Re: Some love for multi-partition LWT?

Posted by Peter Lin <wo...@gmail.com>.
I would caution using paxos for distributed transaction in an inappropriate
way. The model has to be logically and mathematically correct, otherwise
you end up with corrupt data. In the worst case, it could cause cascading
failure that brings down the cluster. I've seen distributed systems come to
a grinding halt due to disagreement between nodes.

As far as I know based on existing literature and first hand experience,
there's only 2 ways: a central transaction manager or distributed lock.

distributed locks are expensive and can result in cluster wide deadlock.
Look at the data grid space if you want to see where and when distributed
locks cause major headaches.
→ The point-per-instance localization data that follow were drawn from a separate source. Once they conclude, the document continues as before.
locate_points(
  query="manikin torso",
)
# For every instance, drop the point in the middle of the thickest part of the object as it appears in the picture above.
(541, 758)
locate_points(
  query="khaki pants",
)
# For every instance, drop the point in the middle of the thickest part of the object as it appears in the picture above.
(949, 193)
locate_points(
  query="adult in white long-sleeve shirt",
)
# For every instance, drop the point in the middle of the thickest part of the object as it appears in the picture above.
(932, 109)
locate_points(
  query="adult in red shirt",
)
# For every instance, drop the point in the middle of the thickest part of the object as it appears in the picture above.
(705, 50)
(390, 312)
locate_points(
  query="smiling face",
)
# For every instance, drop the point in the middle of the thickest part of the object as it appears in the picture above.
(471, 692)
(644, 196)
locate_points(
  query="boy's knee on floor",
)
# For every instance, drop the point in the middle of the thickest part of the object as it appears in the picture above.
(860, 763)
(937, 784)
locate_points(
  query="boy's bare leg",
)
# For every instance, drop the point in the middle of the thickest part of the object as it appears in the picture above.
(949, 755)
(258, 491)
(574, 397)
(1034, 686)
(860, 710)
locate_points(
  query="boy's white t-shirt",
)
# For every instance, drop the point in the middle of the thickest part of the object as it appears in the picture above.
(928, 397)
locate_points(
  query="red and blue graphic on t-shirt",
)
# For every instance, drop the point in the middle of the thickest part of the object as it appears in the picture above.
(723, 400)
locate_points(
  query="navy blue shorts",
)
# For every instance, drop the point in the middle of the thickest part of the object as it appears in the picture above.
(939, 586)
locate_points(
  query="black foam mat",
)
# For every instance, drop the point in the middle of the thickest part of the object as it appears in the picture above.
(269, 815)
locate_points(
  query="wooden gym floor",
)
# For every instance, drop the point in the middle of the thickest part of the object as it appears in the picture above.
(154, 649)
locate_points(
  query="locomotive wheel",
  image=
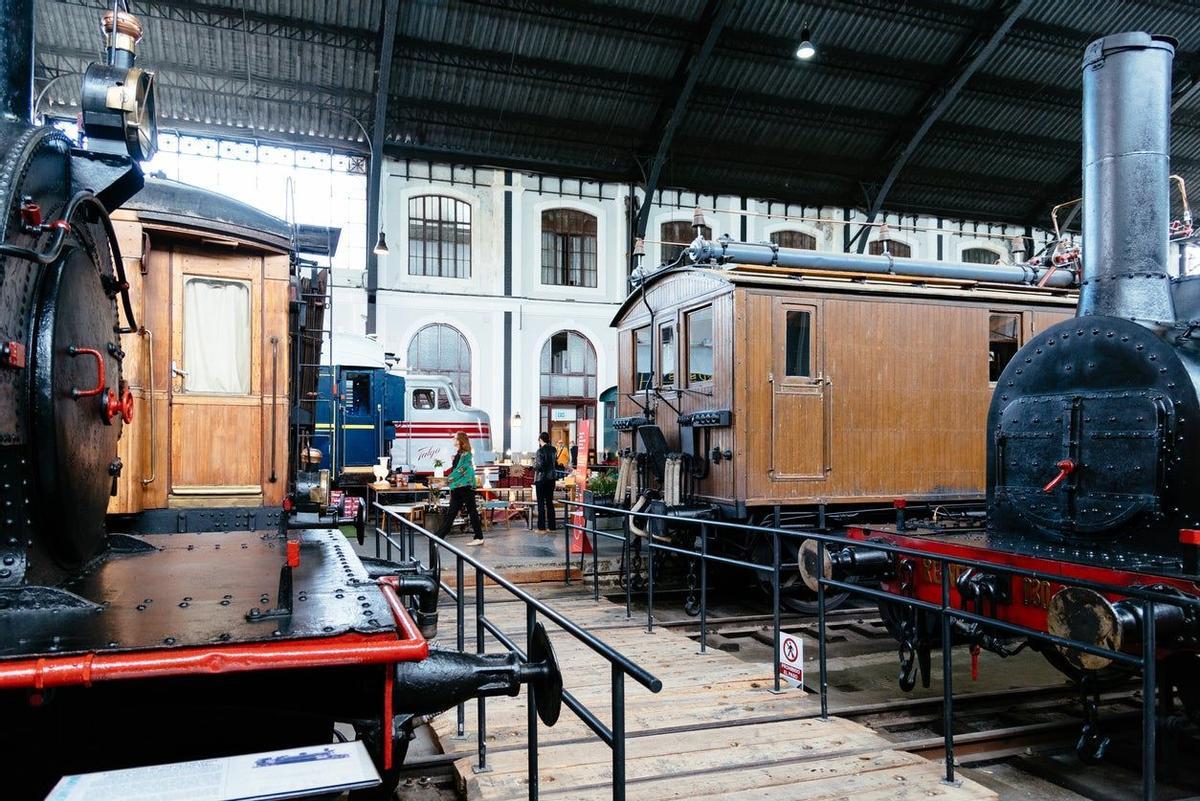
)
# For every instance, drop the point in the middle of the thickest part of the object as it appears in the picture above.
(793, 595)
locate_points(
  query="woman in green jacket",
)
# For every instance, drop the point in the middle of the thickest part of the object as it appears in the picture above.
(462, 489)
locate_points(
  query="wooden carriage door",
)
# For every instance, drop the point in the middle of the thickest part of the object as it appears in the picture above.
(215, 387)
(799, 409)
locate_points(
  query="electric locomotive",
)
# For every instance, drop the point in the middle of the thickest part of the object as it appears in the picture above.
(1093, 432)
(161, 648)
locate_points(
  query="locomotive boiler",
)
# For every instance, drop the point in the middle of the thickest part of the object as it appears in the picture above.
(1093, 432)
(161, 648)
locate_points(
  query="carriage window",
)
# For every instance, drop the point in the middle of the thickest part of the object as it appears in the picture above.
(423, 398)
(358, 393)
(798, 344)
(1003, 339)
(666, 355)
(641, 359)
(216, 336)
(700, 345)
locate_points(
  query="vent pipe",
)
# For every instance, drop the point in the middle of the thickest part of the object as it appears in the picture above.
(1127, 134)
(17, 59)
Just ask anyone that has tried to use a
distributed cache as a distributed in-memory database and they'll tell you
how poorly that scales.

I recommend spending a couple of months reading up on the topic, there's a
wealth of literature on this. These are very old problems and lots of smart
people have spent time figuring out what works and doesn't work.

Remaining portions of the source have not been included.